Would you like consistent access to a rock-solid, superfast internet connection? Of course you would, unless you live off the grid or off the internet — and since you’re reading this article that’s not you. But the bigger question is, how much extra would you be willing to pay for it?

It looks like most people in the U.S. will be getting faster internet connections during the next few years, but it also seems likely they’ll be paying more for it. A recent report by the Fiber to the Home Council (FTTH) found that landlords see the value of fiber-optic internet connections, because when they have it they can raise their rents by 11 percent on average, according to Silicon Beat.

Related: Google Fiber gives wireless gigabit plan a boost with Webpass ISP buyout

“These apartment and condominium owners and renters have lifestyles centering heavily on broadband use,” said the report. “(They) spend more time online and use online streaming video more than single-family-home residents of similar age. Fast and reliable broadband is now rated the single most important amenity.”

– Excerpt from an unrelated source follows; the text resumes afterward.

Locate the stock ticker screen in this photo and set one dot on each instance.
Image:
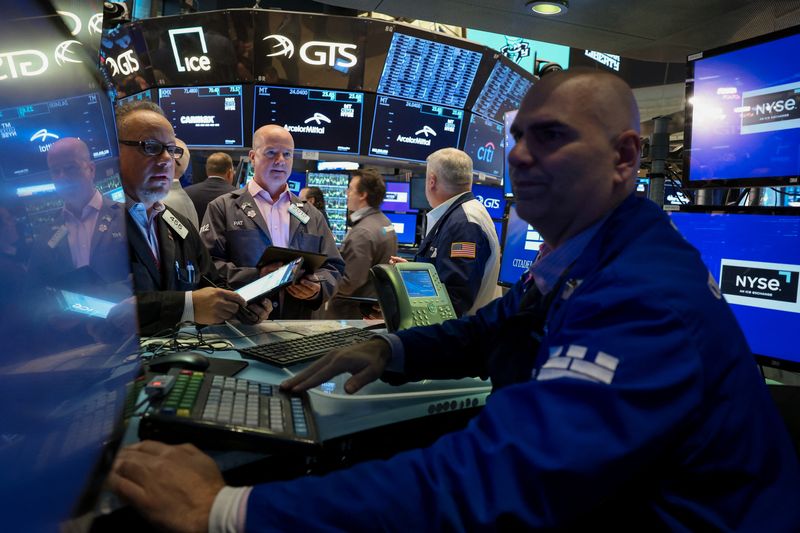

The FTTH further said, relating the report findings to the continued deployment of fiber connections, “The benefits of all-fiber, ultra-fast broadband networks are clear to people, so much so that it influences where they will live. Today’s findings further validate our mission as an organization: to promote investment in and adoption of fiber services throughout the country. We’re looking forward to working with more providers, communities and leaders to make that happen.”

In the study, the FFTH surveyed condominium buyers and renters and asked what discount amount they would seek if comparing otherwise identical properties with and without fiber internet connections. Condo buyers looking at $300,000 homes said they’d seek an average $8,628 discount, while renters would look for an $80 discount on a $1,000 monthly rent. Those numbers translate to 2.8 percent discounts for condo owners and 8 percent for renters — the latter amounts to an 11 percent net income gain for landlords with fiber internet.

So the good news to take away from this study for the 30 percent of us in the U.S. who live in multifamily dwellings, including apartments, condos, and townhouses, is that faster internet is on its way for more of us. The other news? So are higher rents.